Soylent Is Still Trying Really Hard To Make Soylent Happen

Picture yourself perusing the 7-Eleven aisles: Slurpees, beef jerky, Combos, roller hot dogs, oooo Soylent! Remember Soylent? It was momentarily A Thing in 2014 when tech dudes started preaching the gospel of this "meal in a bottle," a nutritionally complete drink that could replace food for busy cyborgs who despise the pleasures of eating.

The drink company has raised more than $70 million in funding, Bloomberg reports, but now it wants to go mainstream with a push into convenience stores on the East Coast.

"We're coming for fast food," Bryan Crowley, Soylent's CEO tells Bloomgberg. "The growth will come from the masses. This isn't a tech product—when people see it, we want them to think about food."

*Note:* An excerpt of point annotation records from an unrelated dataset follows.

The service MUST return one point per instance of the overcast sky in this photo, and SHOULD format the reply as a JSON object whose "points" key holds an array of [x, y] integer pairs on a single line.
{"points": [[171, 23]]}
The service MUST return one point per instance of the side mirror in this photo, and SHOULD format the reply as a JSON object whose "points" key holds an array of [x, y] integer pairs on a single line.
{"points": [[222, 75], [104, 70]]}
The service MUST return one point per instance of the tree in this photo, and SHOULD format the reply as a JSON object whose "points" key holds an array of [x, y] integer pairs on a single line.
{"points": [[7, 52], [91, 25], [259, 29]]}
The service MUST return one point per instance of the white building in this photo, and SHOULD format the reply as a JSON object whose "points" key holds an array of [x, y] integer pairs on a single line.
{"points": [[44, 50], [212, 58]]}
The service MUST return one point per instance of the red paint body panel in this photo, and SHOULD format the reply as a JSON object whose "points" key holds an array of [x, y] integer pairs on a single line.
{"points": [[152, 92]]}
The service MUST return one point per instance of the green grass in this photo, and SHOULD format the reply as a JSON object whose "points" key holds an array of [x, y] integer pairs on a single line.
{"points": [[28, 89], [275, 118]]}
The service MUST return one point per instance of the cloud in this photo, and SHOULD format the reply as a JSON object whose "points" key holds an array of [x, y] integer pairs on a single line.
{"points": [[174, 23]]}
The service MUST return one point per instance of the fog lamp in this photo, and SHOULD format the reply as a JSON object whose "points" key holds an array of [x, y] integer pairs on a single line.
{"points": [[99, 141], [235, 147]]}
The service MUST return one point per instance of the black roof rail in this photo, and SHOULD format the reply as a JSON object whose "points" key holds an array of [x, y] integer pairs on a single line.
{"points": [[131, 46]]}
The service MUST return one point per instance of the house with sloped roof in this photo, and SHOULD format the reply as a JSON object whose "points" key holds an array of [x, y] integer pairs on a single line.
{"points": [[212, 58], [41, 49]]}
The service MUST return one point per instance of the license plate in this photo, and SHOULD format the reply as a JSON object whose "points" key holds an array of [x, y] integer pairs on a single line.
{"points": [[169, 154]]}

Yeah, except Soylent is a sort of thick, not terribly flavorful slush that tastes like a puree of soggy Cheerios milk—yes, I've tried it. It's not revolting, despite the fact that it's named for Soylent Green, a book and movie about a food called Soylent Green that's made of human corpses. (Didn't these tech dudes ever take a marketing class?)

Anyway, Soylent isn't tasty, so it's going to have a hell of a time competing against impulse buys like Big Gulps, taquitos, Starburst, nacho-flavored Slim Jims etc. in a convenience store setting. It's weird to watch a small subset of developers or coders or whatever endlessly hype this "food" that frankly, no one else seems terribly interested in. We've had meal replacements like Ensure and SlimFast shakes for years, and no one is choosing them over a Slurpee.